Except that labeling Iran's elite military unit as a terrorist organization doesn't do anything for America's interests, however beneficial it may be to Israeli interests. It's not as if Iran is committing terrorist acts against Americans. The White House announcement of the move contained no details of any alleged Iranian terrorist acts or activities, despite being heavy on rhetoric.

This isn't a minor detail -- it's one of the three legal requirements for inclusion on the list of designated foreign terrorist organizations. The first requirement is that the group must be foreign. Check. The second is that it must engage in terrorist activity. OK, so what act of terrorism has the Islamic Revolutionary Guard Corps committed? The Trump administration needs to show its work on that issue. Third, any alleged terrorist activity must "must threaten the security of U.S. nationals or the national security (national defense, foreign relations, or the economic interests) of the United States." Now that's a stretch.

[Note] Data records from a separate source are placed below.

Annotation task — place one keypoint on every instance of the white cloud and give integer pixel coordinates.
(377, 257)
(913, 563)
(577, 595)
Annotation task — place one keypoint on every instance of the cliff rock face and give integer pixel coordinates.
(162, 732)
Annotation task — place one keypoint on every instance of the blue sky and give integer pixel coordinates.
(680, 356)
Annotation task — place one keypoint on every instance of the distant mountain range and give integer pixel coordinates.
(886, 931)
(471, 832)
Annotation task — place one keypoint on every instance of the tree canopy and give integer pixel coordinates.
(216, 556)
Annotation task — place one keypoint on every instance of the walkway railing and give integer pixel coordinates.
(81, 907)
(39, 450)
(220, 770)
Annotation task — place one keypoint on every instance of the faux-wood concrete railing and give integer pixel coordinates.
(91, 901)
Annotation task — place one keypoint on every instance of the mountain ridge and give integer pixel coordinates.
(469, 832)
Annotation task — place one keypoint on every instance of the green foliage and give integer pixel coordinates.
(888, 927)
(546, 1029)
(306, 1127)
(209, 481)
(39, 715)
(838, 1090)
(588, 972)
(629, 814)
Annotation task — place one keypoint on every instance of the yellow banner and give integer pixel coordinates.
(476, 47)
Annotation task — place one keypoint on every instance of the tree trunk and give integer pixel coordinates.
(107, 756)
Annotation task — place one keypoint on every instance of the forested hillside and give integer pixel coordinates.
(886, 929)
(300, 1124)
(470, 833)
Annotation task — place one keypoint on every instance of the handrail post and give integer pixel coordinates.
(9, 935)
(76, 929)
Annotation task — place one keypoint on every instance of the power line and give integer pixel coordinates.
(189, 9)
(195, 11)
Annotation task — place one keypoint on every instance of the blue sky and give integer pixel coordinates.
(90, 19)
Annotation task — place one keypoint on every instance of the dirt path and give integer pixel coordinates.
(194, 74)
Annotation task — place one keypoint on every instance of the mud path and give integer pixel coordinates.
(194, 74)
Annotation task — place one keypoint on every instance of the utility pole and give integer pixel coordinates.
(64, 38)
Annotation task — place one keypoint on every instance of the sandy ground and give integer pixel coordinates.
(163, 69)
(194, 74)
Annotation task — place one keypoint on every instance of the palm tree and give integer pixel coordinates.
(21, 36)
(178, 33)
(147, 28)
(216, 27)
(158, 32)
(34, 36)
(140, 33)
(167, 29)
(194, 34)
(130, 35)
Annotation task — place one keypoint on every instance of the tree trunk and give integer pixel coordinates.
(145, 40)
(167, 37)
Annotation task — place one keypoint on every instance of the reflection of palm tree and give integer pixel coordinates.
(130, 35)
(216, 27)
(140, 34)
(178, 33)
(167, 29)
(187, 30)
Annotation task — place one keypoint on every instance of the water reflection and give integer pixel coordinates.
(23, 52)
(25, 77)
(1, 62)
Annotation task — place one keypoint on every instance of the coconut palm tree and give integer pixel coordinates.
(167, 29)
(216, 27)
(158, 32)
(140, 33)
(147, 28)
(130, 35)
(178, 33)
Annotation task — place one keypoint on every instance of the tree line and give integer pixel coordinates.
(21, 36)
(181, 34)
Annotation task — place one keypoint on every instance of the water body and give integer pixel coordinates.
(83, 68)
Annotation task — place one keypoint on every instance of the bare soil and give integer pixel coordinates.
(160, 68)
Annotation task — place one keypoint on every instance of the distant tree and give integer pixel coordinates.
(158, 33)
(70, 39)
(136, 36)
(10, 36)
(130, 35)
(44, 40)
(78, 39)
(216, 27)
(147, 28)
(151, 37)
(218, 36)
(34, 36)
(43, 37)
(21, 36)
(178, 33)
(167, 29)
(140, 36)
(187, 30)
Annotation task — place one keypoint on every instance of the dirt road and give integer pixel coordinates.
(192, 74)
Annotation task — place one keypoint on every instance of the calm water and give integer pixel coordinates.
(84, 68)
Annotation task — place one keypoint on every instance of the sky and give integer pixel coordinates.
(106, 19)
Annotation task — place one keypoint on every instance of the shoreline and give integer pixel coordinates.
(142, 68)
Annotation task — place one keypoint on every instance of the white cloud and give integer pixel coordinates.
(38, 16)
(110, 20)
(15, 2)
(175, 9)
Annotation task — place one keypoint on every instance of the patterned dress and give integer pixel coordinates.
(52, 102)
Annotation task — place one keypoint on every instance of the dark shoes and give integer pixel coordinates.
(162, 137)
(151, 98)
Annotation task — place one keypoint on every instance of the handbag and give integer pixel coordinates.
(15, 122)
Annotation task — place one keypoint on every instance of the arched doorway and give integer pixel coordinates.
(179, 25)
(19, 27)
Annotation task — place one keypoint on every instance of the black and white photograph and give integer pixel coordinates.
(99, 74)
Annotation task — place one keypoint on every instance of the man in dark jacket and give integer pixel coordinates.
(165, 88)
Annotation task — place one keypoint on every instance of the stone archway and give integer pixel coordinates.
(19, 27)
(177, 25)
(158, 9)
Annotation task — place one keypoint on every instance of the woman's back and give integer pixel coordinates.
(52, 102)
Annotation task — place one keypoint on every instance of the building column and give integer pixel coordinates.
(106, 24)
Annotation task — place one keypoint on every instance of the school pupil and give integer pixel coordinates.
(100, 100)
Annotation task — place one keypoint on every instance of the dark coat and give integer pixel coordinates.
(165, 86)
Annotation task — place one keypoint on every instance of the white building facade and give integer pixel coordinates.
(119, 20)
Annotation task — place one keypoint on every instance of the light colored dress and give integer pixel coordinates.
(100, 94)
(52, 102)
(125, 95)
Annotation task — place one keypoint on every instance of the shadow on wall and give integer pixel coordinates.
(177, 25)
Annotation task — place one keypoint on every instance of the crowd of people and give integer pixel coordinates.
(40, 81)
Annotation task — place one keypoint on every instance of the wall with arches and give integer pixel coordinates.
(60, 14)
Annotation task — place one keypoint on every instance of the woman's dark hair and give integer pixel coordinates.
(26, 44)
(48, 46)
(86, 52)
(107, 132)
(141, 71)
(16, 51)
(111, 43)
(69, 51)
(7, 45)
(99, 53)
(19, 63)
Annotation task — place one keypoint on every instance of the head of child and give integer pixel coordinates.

Secretary of State Mike Pompeo would have triggered the terrorist designation under the labeling rules, but Congress has a week to review it and could block it. It should, and Congress should also demand more information than it has been provided.

You might say, "Who cares? What does it matter if some country's army unit is labeled a terrorist entity?" Well, it matters if the administration ultimately uses terrorism as a pretext for demanding that American troops once again risk their lives to regime-change a foreign government so that a bunch of cronies can get first dibs on business deals from the newly installed puppet government.

This strategy has been an abysmal failure. America removed Saddam Hussein in Iraq, eventually leading to a more Iran-friendly government there. Then the U.S. tried regime-changing Syria, which prompted Syrian President Bashar al-Assad to ask Iran to send military assistance to help fend off America's attempted coup d'état. Then the U.S. tried meddling in Yemen, providing weapons and other support to Saudi Arabia's intervention there, but a bunch of Iran-associated Houthi fighters have thus far ruined those plans.

It's poor sportsmanship to start moving the goalposts around when you're losing the game. Suddenly labeling a government entity as a terrorist group is, quite frankly, a dirty move. In the post-9/11 era, the so-called "war on terror" provides a far-too-convenient pretext for justifying the otherwise unjustifiable. Just slap the terrorist label on something, and most of the public will shrug and conclude that the government must know what it's doing.

But there's proof that the government really doesn't know what it's doing when it comes to labeling terrorists.

In 1997, the U.S. formally labeled the Iranian opposition group Mujahedin-e Khalq Organization (MEK) a terrorist organization. The group, known for paying tens of thousands of dollars to speakers at its frequent conventions here in Paris, began featuring some high-profile Americans at its rallies, including current national security adviser John Bolton, Trump personal attorney and former New York Mayor Rudy Giuliani, the late Sen. John McCain and former House Speaker (and current Trump ally) Newt Gingrich.

In 2012, MEK was magically removed from the designated terrorists list, and it is shaping up to be a key player in any potential U.S.-, Israel- and Saudi-backed puppet government in Iran. (Saudi Arabia's former head of intelligence, Prince Turki al-Faisal, has also rallied in Paris with MEK, raising questions about Saudi funding of the group.)

Without specifics, labels like "terrorist" can be tools of political abuse. Iran has already caught onto the game, responding to the U.S. by designating the United States Central Command as a terrorist organization and labeling America as a "supporter of terrorism."

An outbreak of international name-calling seems destined to end up in an unnecessary military intervention.